Obtaining foreign exchange requires a diversified export base that, on the one hand, depends on domestic policies, and on the other, on the existence of a broad and stable international market. Without an international market, opportunities for developing countries are restricted.

We know that a system of rules is essential for international free trade to function and to be managed, but we have seen that the current set of rules does not avoid the double message to which we alluded previously in relation to protectionism in developed countries. Avoiding the double message seems out of reach on the World Trade Organization (WTO) agenda.
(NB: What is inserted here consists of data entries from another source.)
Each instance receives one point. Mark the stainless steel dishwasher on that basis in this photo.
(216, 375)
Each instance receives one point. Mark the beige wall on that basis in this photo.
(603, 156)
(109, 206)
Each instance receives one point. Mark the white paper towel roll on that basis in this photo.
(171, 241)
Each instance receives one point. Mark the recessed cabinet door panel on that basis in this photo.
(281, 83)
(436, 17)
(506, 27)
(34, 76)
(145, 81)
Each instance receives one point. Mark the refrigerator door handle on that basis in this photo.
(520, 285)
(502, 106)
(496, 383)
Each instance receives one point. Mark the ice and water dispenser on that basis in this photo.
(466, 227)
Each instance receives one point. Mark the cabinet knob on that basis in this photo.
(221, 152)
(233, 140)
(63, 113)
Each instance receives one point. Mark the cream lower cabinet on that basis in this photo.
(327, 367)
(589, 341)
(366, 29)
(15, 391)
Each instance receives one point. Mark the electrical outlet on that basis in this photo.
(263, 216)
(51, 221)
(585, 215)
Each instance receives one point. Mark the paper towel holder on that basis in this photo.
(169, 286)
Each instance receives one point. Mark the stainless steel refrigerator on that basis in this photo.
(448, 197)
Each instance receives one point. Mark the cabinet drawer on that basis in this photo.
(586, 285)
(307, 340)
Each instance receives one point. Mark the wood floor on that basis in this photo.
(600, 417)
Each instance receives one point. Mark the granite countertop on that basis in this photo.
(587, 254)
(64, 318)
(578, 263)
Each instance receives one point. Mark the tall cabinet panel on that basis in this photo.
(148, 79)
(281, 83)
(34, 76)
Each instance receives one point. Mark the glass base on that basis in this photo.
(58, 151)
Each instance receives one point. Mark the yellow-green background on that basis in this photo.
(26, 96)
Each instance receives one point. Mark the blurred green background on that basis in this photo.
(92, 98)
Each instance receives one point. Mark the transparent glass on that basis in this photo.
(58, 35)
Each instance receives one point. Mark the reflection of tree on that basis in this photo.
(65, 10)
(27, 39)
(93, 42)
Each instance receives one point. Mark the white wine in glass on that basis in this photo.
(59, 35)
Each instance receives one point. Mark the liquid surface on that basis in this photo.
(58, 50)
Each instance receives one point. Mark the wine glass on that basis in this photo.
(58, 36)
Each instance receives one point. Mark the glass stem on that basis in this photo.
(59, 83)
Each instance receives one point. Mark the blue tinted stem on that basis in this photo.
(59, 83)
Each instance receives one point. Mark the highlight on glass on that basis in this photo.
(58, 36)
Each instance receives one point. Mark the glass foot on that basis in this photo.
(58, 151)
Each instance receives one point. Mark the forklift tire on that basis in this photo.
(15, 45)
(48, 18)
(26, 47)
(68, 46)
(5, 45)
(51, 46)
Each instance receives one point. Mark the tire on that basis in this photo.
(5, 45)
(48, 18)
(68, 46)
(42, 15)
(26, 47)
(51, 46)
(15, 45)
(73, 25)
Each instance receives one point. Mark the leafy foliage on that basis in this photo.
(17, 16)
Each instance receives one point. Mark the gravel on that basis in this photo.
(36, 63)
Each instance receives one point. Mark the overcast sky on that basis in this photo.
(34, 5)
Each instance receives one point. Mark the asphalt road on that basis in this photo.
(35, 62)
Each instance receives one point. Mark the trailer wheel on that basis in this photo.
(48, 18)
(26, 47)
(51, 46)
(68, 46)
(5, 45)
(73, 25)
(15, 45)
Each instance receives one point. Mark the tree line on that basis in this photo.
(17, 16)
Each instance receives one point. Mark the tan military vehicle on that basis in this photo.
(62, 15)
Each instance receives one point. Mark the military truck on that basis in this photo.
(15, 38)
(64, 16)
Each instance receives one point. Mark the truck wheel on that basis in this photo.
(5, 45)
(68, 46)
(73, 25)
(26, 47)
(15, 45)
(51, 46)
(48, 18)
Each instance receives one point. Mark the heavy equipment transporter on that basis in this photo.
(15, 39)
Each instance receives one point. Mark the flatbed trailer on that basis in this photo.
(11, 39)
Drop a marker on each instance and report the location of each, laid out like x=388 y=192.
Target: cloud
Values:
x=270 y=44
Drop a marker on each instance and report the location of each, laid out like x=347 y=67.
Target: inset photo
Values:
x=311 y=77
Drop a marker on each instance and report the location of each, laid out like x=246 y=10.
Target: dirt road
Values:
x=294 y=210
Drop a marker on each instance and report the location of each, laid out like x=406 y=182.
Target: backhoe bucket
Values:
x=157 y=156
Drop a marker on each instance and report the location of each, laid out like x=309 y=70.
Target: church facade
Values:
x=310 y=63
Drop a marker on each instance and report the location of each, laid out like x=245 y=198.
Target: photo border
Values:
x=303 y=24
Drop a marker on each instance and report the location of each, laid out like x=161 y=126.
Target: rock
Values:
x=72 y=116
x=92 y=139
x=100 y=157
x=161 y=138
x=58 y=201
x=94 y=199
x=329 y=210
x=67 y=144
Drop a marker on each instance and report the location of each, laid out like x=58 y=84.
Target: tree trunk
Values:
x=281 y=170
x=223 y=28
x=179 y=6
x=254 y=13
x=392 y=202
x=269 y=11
In Mexico, the most optimistic officials saw in the Agreement on Agriculture a process that in the medium term would entail substantial reforms in agrarian policy that would allow linking domestic and international markets. In the Doha Development Agenda, the negotiations were presented as an opportune moment to carry out substantial reforms to the Agreement on Agriculture, but resistance to the reforms by countries that provide greater protection to their agricultural sectors was evident. Even some multilateral trade negotiations acted as a restricting factor in the autonomy of the least developed countries, and the forms of public action left little margin of suitability for the sectors not identified with free trade. Trade liberalization should not appear as an end in itself,but as a result of negotiations guided by the principle of reciprocity.